Caley placed 4th at the 1939 Canadian Championships; an article about the event in Skating magazine described her program as including a quick spin with a smooth change of feet through a jump. At that year's North American Championships, she placed 6th. She also competed in the four skating event with her sister, Montgomery Wilson, and Ralph McCreath. They won the event.

As a skater, Caley was praised for her speed, both when skating alone and when skating with her sister.

== Post-competitive career ==
The two sisters contemplated performing a tour of Australia.

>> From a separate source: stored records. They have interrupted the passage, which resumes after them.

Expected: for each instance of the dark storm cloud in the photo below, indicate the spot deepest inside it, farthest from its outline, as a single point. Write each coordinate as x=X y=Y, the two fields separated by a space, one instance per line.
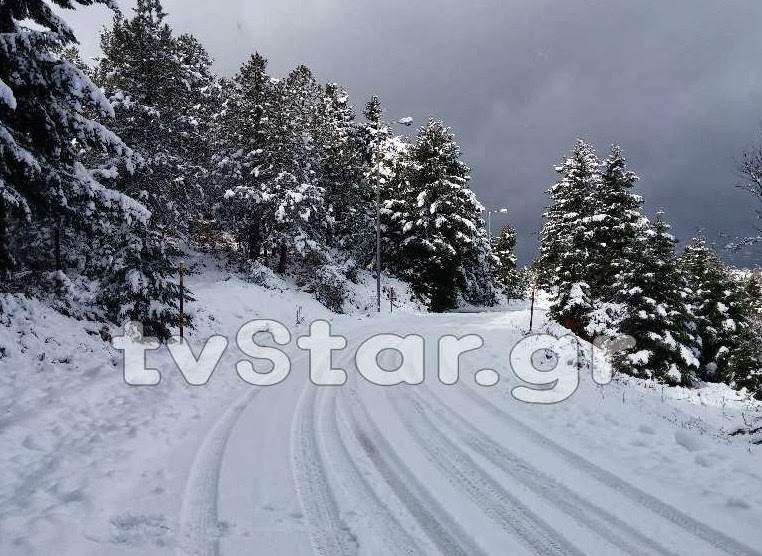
x=677 y=84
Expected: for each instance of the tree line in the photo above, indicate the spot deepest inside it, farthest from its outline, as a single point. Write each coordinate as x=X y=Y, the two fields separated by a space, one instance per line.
x=108 y=171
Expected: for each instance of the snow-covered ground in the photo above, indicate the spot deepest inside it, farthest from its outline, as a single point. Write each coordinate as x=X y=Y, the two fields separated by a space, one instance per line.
x=91 y=465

They also wanted to attempt to qualify for the 1940 Winter Olympics, for which they had been asked to demonstrate women's pairs, but the Games were cancelled due to World War II. They began to tour with Sonja Henie and found success on the tour, typically skating as a pair. In 1942, Hazel took time off to have a child; during that time, Dorothy skated by herself. The next year, Hazel rejoined her on the show circuit.

== Personal life ==
In addition to Hazel, Caley had three other sisters. Her nickname was "Dodie". Outside of skating, she enjoyed golf and gardening. She married Arthur Klein and had two children with him. She died September 5, 2012 at Mackenzie Health.